He won’t be delivering halal food
In a recent advertisement a takeaway food courier was shown carrying two bags: one was marked ‘halal’, the other was labelled dazhong shipin or ‘majority food’. The ad was for Meituan-Dianping and soon caused a major storm online.
Meituan, which is one of China’s largest food delivery companies, launched a halal service last month to attract more of the country’s 23 million Muslims. A green button identifying a mosque was added to its mobile phone app so that customers could request that halal dishes be kept apart from orders containing pork and alcohol.
“We use separate bags so you don’t need to worry when ordering from restaurants,” said a flyer distributed in Gansu’s Linxia, a Muslim-majority city. But members of China’s dominant ethnic group, the Han, were soon protesting. “Why should Muslims get special treatment?” they fumed online. “The Greens are taking over China,” warned others, using a derogatory term for Muslims. Others called for a boycott of the delivery service and soon the question “will Meituan go bankrupt?” began to trend online.
Meituan caved in. The effort to gain an edge in China’s competitive delivery market by adding a bespoke service was backfiring. Muslims make up less than 2% of China’s 1.38 billion population, while Han Chinese account for 92%.
Meituan removed the green button and distanced itself from the Linxia branch’s activities. “We will strengthen supervision of agents going forward,” it promised via its official weibo account.
Halal food has become an increasingly sensitive issue. Accounts with name like ‘No halal’ and ‘I Proudly Eat Pork’ have sprung up on weibo to counter what they see as the spread of Muslim-friendly food and the “halalisation” of China. In recent months stories about domestic flights where all the meals were labelled halal have sparked huge debate online, as have images of bread bearing the halal logo.
Many Han say they are uncomfortable consuming anything marked with the sign because they aren’t Muslim themselves. Others are convinced the proceeds from anything labelled halal go to religious organisations or terrorist groups such as Islamic State.
“Concerns about halal food, or halalisation, have become the outlet for irrational fears and concerns about Muslims,” says James Leibold a professor of Chinese politics at La Trobe University in Australia.

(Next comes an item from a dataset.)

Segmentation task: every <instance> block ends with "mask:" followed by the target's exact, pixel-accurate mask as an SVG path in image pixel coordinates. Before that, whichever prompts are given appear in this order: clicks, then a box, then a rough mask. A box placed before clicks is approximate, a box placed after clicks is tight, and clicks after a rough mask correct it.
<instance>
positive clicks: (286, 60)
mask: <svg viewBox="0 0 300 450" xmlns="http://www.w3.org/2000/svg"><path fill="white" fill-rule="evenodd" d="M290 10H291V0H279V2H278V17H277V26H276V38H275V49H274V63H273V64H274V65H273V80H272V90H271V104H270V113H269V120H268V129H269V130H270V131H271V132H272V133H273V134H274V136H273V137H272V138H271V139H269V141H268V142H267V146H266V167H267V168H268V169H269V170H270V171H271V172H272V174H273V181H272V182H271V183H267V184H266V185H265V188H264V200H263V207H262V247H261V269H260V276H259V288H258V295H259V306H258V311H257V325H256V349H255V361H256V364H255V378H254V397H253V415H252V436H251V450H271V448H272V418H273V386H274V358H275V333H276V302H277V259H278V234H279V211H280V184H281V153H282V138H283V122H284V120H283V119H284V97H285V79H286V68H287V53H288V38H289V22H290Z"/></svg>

Another bone of contention is the word for halal in Chinese – qingzhen. The two characters mean pure and true. Han Chinese say this implies their food is dirty and they want the word changed to characters that denote “Muslim food” (even though ‘halal’ conceptually encompasses more than just food).
The debate came to head in March last year when China’s parliamentary body looked like it might push ahead with a law defining and regulating halal food. But the pendulum swung the other way. Instead of moving forward with the law, the legislation was taken off the research schedule and effectively scrapped. Opposition was led by Xi Wuyi, a scholar of Marxism at the Chinese Academy of Social Sciences, who said the law would exacerbate ethnic differences and make Chinese Muslims more “Arabian”. “Pious men will become more pious, less pious men will become more devout and the Muslim identity will grow stronger,” she warned on her weibo. Experts say the rise of Islamic State, chaos in the Middle East and attacks linked with Xinjiang – home to China’s Muslim Uighur minority – have contributed to rising levels of Islamophobia.
“We should put special security measures anywhere there are Muslims,” said one of the self-identified mu hei or “Muslim haters” now active online. WiC saw a huge variety of hate speech about Muslims on China’s internet, all of which was highly inflammatory.
The surprise is that such comments have remained uncensored, given that they are explicitly in contravention of Chinese laws on ethnic unity and hate speech.
“I find it curious that the government which generally monitors the internet and social media closely does not restrict this kind of Islamophobia,” says Dru Gladney an expert in Chinese Muslims at Pomona College. “In China, you can only interpret this as a deliberate refusal to interfere or restrict,” he adds.